Prendendo le mosse dal
fatto, genericamente assodato, che la filologia shakespeariana, malgrado l’abbondante letteratura, presenta ancora dei
problemi non del tutto risolti, egli osserva che fra questi vi è anche quello,
assai importante, della maniera con la quale sono pervenuti a noi i drammi
shakesperiani.
Non si conoscono
manoscritti autografi dei drammi di Shakespeare ed è certissimo
che egli, per varie ragioni che il W. enumera, non si
curò mai di pubblicare le sue opere. Tuttavia già nel
1594, ancora vivente il poeta, erano stati pubblicati, anche senza il suo
concorso, 16 dei suoi drammi. Sono le edizioni che, per il loro formato in 4°
piccolo, vengono comunemente chiamate “Quarto”. Gli
altri suoi drammi sono apparsi per la prima volta soltanto nella
edizione completa delle sue opere fatta 7 anni dopo la sua morte ( 1623
) dai suoi colleghi in arte John
Heming e Henry Condell. Questa edizione, in folio, di 900 pp. con una
tavola in rame col ritratto del poeta, è comunemente conosciuto come la edizione “Folio”.
Da un accurato esame dei
testi delle “Quarto” e delle “Folio” si poté stabilire facilmente che in essi non si riscontrano sempre le stesse parole, e che , anzi vi sono in qualche caso delle
divergenze sensibili, per cui è un problema quasi insolubile ristabilire il
testo shakespeariano originale.
Già molto tempo fa si
cominciò a ritenere che le “Quarto” fossero delle edizioni spurie, fatte non
solo senza consenso dell’autore – come ebbe ad
osservare il prof. Max Foerster in una conferenza –
ma anche all’insaputa delle compagnie teatrali legittime posseditrici dei
manoscritti dei drammi, e che erano edizioni fatte in maniera tale da
rappresentare un vero furto. Opinione questa che era stata già espressa da Heming e Condel, che nella
prefazione della prima “Folio” qualificano le “Quarto”

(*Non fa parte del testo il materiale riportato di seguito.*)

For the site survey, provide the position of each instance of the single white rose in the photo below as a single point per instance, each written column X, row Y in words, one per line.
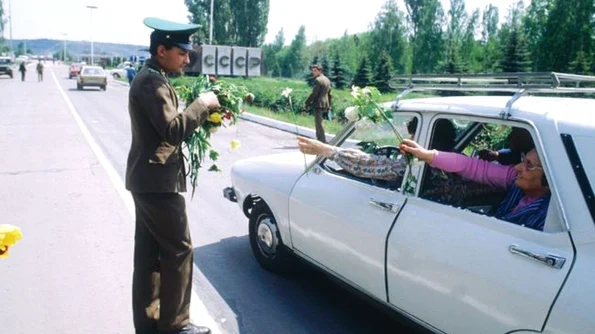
column 352, row 114
column 354, row 91
column 286, row 92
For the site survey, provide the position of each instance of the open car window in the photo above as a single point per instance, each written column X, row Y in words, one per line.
column 495, row 143
column 379, row 141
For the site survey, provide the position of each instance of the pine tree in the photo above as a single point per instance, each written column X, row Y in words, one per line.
column 516, row 54
column 363, row 77
column 338, row 75
column 384, row 73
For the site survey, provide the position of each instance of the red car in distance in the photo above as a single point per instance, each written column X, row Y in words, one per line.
column 74, row 70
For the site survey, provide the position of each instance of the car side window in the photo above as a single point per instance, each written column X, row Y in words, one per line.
column 492, row 191
column 377, row 143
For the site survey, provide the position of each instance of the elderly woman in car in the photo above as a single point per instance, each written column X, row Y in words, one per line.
column 528, row 193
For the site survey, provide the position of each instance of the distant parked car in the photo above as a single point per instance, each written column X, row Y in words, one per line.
column 74, row 70
column 91, row 76
column 120, row 70
column 6, row 66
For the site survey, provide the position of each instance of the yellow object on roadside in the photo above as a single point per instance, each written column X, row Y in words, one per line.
column 9, row 235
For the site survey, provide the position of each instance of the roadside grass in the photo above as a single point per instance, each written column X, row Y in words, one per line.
column 341, row 97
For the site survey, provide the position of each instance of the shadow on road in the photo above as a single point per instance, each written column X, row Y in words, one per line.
column 84, row 90
column 307, row 302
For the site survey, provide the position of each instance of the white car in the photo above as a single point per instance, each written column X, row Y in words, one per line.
column 439, row 257
column 91, row 76
column 120, row 70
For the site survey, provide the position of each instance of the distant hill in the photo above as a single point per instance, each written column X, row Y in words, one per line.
column 51, row 46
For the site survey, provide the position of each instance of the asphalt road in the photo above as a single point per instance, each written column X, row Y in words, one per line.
column 239, row 295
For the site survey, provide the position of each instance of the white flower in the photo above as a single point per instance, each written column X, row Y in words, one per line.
column 352, row 114
column 286, row 92
column 364, row 124
column 354, row 91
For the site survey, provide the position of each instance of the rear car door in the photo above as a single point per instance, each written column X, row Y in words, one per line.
column 466, row 272
column 341, row 222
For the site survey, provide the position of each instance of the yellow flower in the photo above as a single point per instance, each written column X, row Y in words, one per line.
column 9, row 235
column 215, row 118
column 235, row 144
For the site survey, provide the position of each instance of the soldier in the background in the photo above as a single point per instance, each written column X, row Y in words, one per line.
column 23, row 70
column 39, row 71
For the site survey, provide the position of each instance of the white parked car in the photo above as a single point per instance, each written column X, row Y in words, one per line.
column 91, row 76
column 437, row 255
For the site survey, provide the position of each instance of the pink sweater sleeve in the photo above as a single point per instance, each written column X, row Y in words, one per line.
column 474, row 169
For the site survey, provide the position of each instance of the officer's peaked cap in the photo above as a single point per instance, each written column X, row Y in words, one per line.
column 171, row 33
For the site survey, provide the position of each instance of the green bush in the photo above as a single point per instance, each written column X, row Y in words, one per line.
column 267, row 93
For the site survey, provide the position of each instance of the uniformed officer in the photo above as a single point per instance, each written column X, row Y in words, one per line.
column 155, row 174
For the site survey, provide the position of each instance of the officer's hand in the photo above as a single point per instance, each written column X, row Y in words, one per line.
column 210, row 100
column 488, row 155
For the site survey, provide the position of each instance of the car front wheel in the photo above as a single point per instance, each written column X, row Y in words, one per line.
column 265, row 240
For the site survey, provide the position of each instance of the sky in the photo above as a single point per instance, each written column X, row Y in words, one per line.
column 120, row 21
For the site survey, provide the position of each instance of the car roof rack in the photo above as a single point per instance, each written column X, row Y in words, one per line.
column 518, row 83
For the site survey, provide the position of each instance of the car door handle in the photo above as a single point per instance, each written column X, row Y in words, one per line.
column 385, row 206
column 549, row 260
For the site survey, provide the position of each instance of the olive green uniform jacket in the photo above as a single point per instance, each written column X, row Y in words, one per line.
column 320, row 98
column 155, row 161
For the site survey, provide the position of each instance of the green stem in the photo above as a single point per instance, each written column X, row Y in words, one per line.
column 408, row 157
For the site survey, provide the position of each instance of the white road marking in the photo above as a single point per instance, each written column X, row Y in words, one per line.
column 198, row 311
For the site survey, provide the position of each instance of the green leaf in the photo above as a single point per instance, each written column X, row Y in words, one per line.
column 214, row 168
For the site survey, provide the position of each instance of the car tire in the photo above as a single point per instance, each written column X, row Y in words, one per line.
column 265, row 240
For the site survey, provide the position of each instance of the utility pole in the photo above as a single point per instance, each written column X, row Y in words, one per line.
column 211, row 24
column 64, row 50
column 92, row 8
column 10, row 18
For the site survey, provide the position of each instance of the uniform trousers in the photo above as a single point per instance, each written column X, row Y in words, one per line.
column 162, row 278
column 318, row 116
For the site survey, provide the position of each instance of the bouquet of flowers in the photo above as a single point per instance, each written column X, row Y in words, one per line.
column 231, row 98
column 366, row 112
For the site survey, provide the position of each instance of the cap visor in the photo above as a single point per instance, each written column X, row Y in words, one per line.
column 187, row 47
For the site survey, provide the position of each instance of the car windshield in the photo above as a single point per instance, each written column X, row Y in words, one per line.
column 92, row 71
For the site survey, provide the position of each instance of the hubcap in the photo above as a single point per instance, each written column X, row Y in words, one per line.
column 267, row 237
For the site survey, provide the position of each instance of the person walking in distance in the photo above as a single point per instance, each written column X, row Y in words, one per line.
column 23, row 70
column 320, row 100
column 155, row 175
column 130, row 73
column 39, row 69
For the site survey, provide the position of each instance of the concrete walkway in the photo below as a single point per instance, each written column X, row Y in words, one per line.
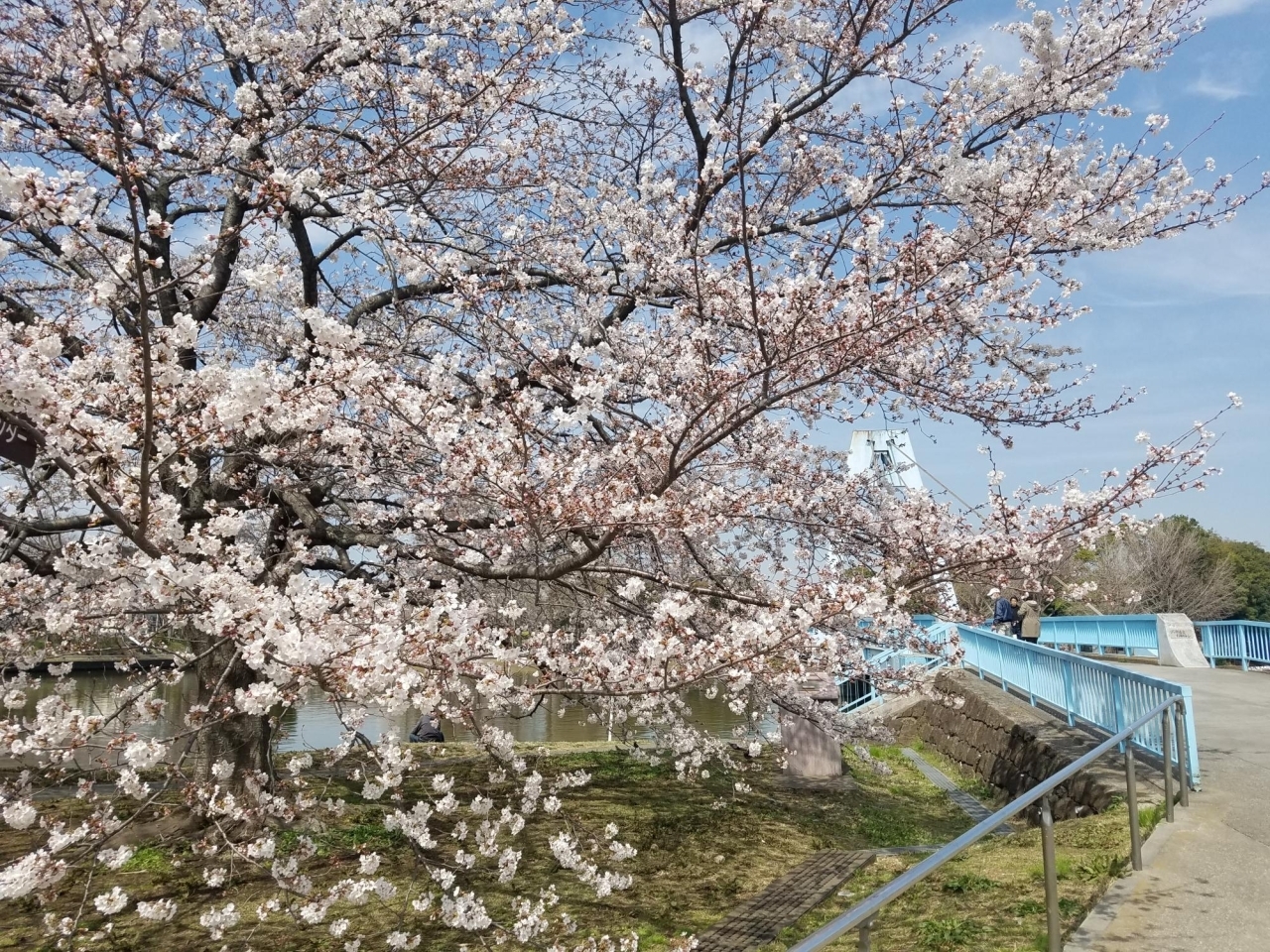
column 1206, row 889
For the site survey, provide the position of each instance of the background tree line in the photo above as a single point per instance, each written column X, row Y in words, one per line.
column 1176, row 565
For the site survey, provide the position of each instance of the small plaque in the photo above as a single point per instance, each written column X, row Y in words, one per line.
column 17, row 442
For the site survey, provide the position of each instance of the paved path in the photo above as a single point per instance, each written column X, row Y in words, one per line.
column 1207, row 887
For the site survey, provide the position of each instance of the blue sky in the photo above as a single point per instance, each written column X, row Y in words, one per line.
column 1188, row 318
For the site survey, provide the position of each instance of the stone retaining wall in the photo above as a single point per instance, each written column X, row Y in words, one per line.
column 1014, row 746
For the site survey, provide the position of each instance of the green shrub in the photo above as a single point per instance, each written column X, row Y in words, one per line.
column 949, row 933
column 968, row 883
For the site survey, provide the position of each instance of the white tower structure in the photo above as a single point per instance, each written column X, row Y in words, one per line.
column 890, row 454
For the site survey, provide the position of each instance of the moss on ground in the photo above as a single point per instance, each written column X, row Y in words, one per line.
column 701, row 849
column 989, row 898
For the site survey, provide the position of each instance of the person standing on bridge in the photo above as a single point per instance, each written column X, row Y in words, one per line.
column 1002, row 615
column 1029, row 622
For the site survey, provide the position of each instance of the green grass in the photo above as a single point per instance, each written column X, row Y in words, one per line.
column 991, row 897
column 701, row 849
column 149, row 860
column 949, row 933
column 971, row 783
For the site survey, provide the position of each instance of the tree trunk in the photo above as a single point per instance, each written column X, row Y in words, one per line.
column 241, row 740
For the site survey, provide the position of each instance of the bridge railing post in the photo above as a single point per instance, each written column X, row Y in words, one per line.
column 1053, row 916
column 1130, row 789
column 1180, row 737
column 1070, row 689
column 1167, row 749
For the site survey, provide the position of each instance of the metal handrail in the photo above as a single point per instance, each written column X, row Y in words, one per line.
column 862, row 914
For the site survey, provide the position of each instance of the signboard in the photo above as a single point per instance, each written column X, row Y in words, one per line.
column 1179, row 648
column 17, row 442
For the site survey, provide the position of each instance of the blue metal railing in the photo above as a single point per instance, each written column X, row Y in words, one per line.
column 1234, row 642
column 862, row 690
column 1096, row 694
column 1132, row 634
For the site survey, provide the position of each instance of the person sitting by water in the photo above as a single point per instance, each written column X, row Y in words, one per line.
column 429, row 730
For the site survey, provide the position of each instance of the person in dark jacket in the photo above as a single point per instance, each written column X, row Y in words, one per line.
column 1002, row 616
column 429, row 730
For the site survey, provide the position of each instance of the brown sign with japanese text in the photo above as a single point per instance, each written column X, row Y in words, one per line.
column 17, row 442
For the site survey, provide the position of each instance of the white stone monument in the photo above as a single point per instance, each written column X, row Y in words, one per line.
column 813, row 752
column 1179, row 648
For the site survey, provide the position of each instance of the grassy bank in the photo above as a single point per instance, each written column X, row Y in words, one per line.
column 701, row 849
column 992, row 896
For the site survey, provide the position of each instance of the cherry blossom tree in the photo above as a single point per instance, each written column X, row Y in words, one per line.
column 461, row 354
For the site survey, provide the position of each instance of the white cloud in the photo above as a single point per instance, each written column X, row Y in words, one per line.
column 1228, row 8
column 1205, row 266
column 1222, row 89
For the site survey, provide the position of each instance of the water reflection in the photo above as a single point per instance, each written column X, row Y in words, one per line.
column 316, row 724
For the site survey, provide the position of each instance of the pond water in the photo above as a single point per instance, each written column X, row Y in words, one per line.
column 314, row 722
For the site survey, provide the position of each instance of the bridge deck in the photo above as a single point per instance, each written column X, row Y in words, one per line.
column 1207, row 888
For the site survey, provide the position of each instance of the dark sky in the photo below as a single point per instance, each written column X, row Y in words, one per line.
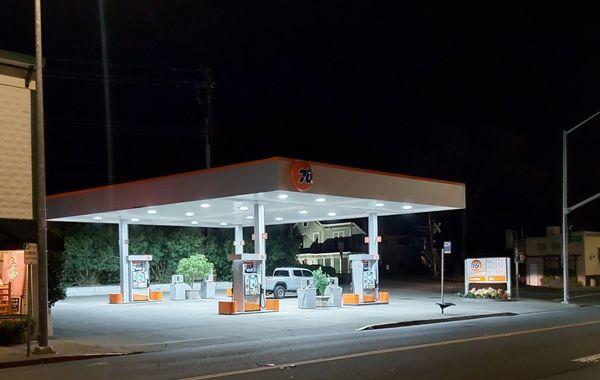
column 474, row 94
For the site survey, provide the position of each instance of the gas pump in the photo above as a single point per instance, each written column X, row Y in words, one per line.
column 139, row 274
column 248, row 282
column 365, row 281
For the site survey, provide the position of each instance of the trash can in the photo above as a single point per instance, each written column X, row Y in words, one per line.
column 207, row 290
column 335, row 295
column 178, row 291
column 307, row 298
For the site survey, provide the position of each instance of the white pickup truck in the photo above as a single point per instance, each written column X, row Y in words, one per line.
column 287, row 280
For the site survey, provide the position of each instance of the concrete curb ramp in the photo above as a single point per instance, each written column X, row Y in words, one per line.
column 380, row 326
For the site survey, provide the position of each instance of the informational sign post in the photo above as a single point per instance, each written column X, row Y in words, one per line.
column 488, row 270
column 445, row 251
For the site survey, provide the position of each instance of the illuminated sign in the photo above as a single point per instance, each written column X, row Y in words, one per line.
column 301, row 176
column 13, row 271
column 491, row 270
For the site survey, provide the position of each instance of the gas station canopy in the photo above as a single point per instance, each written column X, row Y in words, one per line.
column 291, row 191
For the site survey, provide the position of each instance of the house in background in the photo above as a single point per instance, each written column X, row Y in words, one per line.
column 544, row 257
column 329, row 244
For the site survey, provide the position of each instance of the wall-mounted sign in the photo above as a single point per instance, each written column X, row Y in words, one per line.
column 447, row 247
column 13, row 270
column 301, row 176
column 491, row 270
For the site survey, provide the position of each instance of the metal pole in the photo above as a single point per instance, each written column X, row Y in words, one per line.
column 516, row 277
column 442, row 282
column 29, row 292
column 40, row 190
column 565, row 239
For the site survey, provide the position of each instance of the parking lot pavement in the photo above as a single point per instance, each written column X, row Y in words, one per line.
column 160, row 325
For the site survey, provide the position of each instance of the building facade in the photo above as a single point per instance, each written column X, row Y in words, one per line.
column 544, row 258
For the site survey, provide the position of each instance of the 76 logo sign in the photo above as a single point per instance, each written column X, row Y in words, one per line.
column 301, row 176
column 305, row 176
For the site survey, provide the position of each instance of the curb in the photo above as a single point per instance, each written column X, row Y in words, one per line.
column 63, row 358
column 380, row 326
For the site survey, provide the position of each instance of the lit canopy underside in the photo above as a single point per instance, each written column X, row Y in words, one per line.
column 225, row 196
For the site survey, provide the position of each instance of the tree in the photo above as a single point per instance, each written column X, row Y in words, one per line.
column 91, row 253
column 56, row 277
column 194, row 268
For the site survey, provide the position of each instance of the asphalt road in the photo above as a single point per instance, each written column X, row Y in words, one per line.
column 543, row 345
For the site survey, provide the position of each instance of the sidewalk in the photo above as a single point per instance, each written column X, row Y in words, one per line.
column 13, row 356
column 91, row 326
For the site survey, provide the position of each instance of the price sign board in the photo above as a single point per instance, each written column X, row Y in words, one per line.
column 490, row 270
column 30, row 253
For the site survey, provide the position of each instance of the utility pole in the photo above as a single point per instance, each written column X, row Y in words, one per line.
column 566, row 209
column 40, row 190
column 208, row 86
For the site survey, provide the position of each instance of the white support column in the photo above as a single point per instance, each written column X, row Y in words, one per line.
column 373, row 229
column 259, row 229
column 508, row 278
column 123, row 262
column 239, row 239
column 259, row 245
column 373, row 251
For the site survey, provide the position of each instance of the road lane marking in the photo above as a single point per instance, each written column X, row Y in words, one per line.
column 586, row 359
column 392, row 350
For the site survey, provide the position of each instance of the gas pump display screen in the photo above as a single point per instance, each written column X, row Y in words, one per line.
column 369, row 279
column 251, row 284
column 138, row 275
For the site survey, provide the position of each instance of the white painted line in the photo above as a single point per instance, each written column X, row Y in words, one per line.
column 394, row 349
column 587, row 359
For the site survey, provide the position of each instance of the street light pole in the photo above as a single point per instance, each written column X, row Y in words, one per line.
column 566, row 209
column 40, row 190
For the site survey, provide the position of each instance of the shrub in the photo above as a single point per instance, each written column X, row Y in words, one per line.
column 56, row 277
column 194, row 268
column 321, row 281
column 14, row 331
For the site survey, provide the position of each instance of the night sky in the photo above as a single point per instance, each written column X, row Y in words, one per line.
column 473, row 94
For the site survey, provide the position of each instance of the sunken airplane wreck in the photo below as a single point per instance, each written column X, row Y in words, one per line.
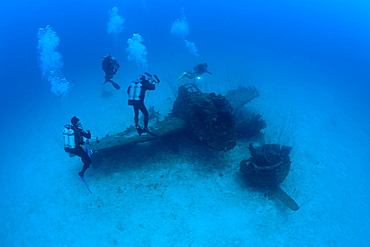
column 216, row 121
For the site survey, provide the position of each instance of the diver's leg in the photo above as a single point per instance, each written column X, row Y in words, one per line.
column 146, row 115
column 136, row 117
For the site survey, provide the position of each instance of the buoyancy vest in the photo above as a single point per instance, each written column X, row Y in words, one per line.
column 69, row 138
column 134, row 92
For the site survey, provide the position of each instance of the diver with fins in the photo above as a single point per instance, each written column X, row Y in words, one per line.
column 136, row 95
column 110, row 67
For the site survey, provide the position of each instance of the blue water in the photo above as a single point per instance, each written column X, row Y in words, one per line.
column 311, row 55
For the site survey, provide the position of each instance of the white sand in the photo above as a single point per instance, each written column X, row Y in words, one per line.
column 152, row 195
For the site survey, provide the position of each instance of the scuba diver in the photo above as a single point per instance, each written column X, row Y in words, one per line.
column 199, row 70
column 110, row 67
column 136, row 95
column 74, row 139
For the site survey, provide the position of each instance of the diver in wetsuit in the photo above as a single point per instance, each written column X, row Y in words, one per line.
column 136, row 95
column 110, row 67
column 79, row 134
column 199, row 70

di “stolne and surreptitious”,
ma che fu confutata nel 1909 da A. Pollard nella sua
opera comparsa a Londra “Shakespeare’s Folio san Quartos”, dove era data una nuova spiegazione sul modo di
pubblicazione delle “Quarto”.
La verità è che in quell’epoca non esisteva un vero e proprio diritto
d’autore. Nel 1557 la Corporazione londinese dei tipografi aveva ottenuto una
reggia patente per la quale – eccezione fatta per le due Università – soltanto
i membri della Corporazione avevano diritto di stampare libri in avvenire. Due
anni dopo, essendo stata stabilita una commissione ufficiale per la censura
preventiva sulle opere da pubblicare, per quelle opere che non si ritenevano
sospette l’imprimatur poteva essere dato anche dalla Corporazione, che mediante
una tassa di 6 pence, iscriveva i libri nel suo
registro, il ben noto Stationers’ Register.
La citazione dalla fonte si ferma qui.